Goodharting shows up in RL-CAI the same way it shows up in standard RLHF. Overtrained RL-CAI models start adding boilerplate to almost every red-team response: phrases like “you are valid, valued, and cared for” appearing at the end of responses about race or terrorism. The PM is being gamed, just with different behaviors than typical RLHF failure modes.
Ensemble diversity of the 16 principles matters more than the number of principles. The paper finds that the number of constitutions does not significantly affect harmlessness PM score — but using a single principle for all labels produces worse behavior than randomly sampling across 16.
Practical Takeaways for ML Builders
If you are building a fine-tuned model with safety requirements:
The SL-CAI critique-revise loop can run entirely offline with a capable base model and a small set of written principles. You do not need a human labeling pipeline to start. Write principles, generate red-team prompts, run the critique-revise loop, collect fine-tuning data. This is much cheaper than standing up a labeling operation.
If you have an existing RLHF pipeline, RLAIF can supplement or replace the human harmlessness labels. You still need human labels for helpfulness — the paper kept human helpfulness labels throughout. The gain is eliminating human labels specifically for harm evaluation, which is the most difficult and damaging part of the labeling job.
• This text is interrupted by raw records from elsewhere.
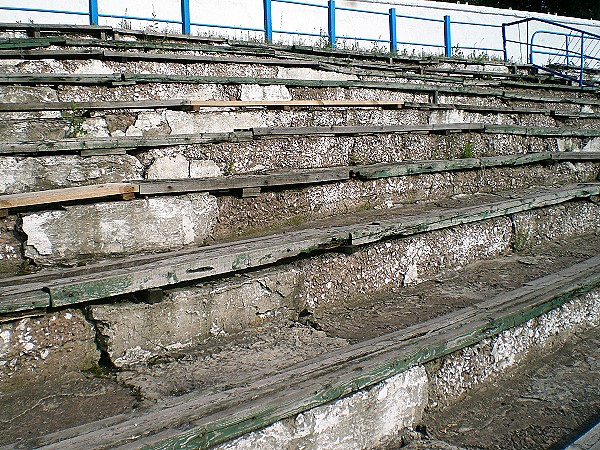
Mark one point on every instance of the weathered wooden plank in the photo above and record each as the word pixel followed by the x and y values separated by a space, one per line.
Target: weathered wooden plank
pixel 55 27
pixel 200 265
pixel 341 130
pixel 245 181
pixel 95 106
pixel 24 301
pixel 66 194
pixel 386 170
pixel 184 104
pixel 121 142
pixel 199 421
pixel 49 78
pixel 363 234
pixel 541 131
pixel 51 54
pixel 190 79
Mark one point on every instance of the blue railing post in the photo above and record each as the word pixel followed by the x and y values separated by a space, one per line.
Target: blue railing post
pixel 504 42
pixel 185 17
pixel 93 12
pixel 447 37
pixel 331 22
pixel 268 21
pixel 393 31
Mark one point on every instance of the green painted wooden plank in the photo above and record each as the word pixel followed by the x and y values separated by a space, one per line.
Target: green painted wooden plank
pixel 199 421
pixel 245 181
pixel 23 301
pixel 403 168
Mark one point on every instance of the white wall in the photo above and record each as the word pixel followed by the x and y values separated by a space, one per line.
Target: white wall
pixel 248 13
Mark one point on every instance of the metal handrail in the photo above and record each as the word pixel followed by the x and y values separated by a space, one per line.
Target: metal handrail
pixel 186 22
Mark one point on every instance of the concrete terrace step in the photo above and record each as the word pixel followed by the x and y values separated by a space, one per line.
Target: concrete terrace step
pixel 200 420
pixel 288 179
pixel 122 144
pixel 108 279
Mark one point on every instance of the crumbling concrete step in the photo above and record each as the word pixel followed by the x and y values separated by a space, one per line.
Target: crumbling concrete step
pixel 123 276
pixel 201 420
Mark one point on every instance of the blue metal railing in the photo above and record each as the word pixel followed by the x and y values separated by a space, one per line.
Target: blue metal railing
pixel 566 51
pixel 444 40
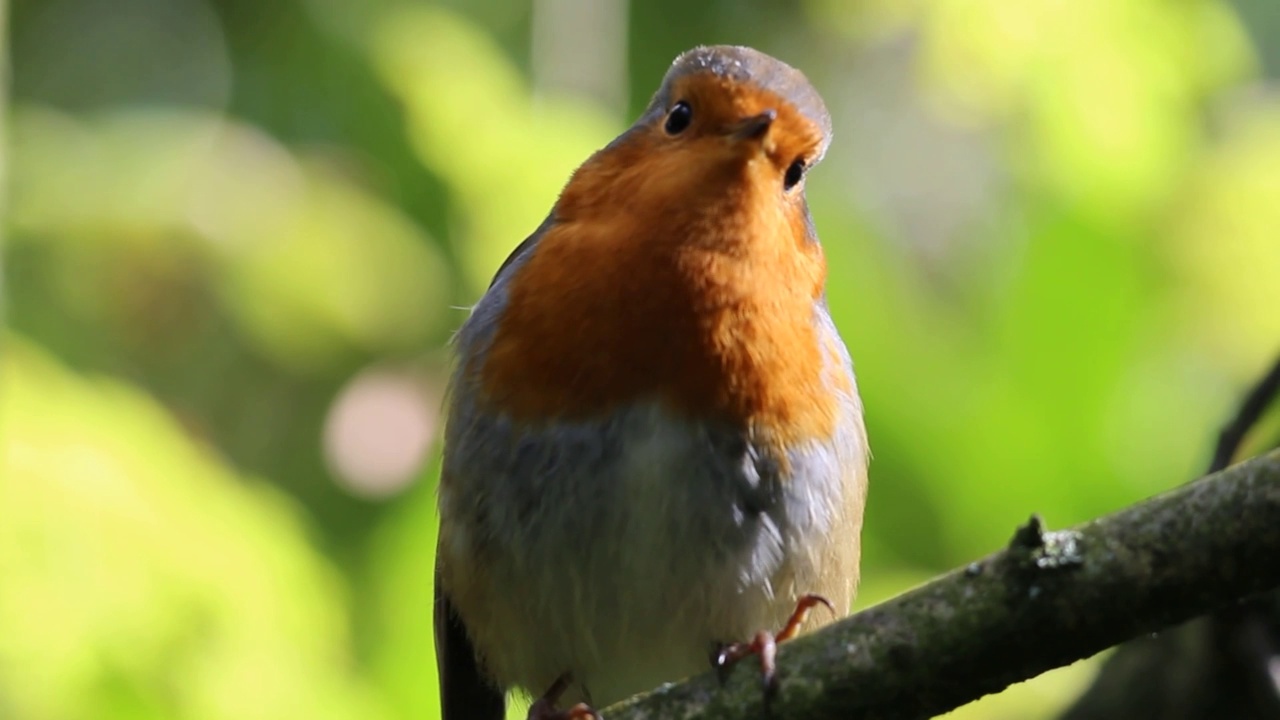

CAI connects directly to InstructGPT, which established that RLHF works at scale. CAI is what you do when RLHF’s human feedback bottleneck becomes the limiting factor. It also connects to DPO, which solves a different problem (eliminating the RL step entirely by treating the policy as implicitly encoding a reward model). CAI and DPO are complementary: CAI changes where the preference labels come from; DPO changes how you use them.
One-liner: write down what you want, teach the model to critique itself against it, and the AI provides the scale you cannot get from humans.
Connections
- RLHF — the baseline method CAI improves on; CAI keeps the RL structure but replaces human harm labels with AI-generated ones
- alignment — the broader problem CAI addresses; explicit principles make the alignment objective transparent
- Constitutional AI — the method introduced in this paper
- AI feedback — the core technical contribution; using the model itself as an evaluator
- self-critique — the mechanism in Phase 1; model generates its own training signal via critique and revision
- harmlessness — the specific alignment property targeted here
- InstructGPT — the RLHF foundation CAI builds on
- DPO — orthogonal approach that eliminates the RL step; can be combined with RLAIF-style labels
Citation
https://arxiv.org/abs/2212.08073
Bai, Y., Kadavath, S., Kundu, S., Askell, A., Kernion, J., Jones, A., Chen, A., Goldie, A., Mirhoseini, A., McKinnon, C., Chen, C., Olsson, C., Olah, C., Hernandez, D., Drain, D., Ganguli, D., Li, D., Tran-Johnson, E., Perez, E., … Kaplan, J. (2022). Constitutional AI: Harmlessness from AI Feedback. Anthropic. arXiv:2212.08073.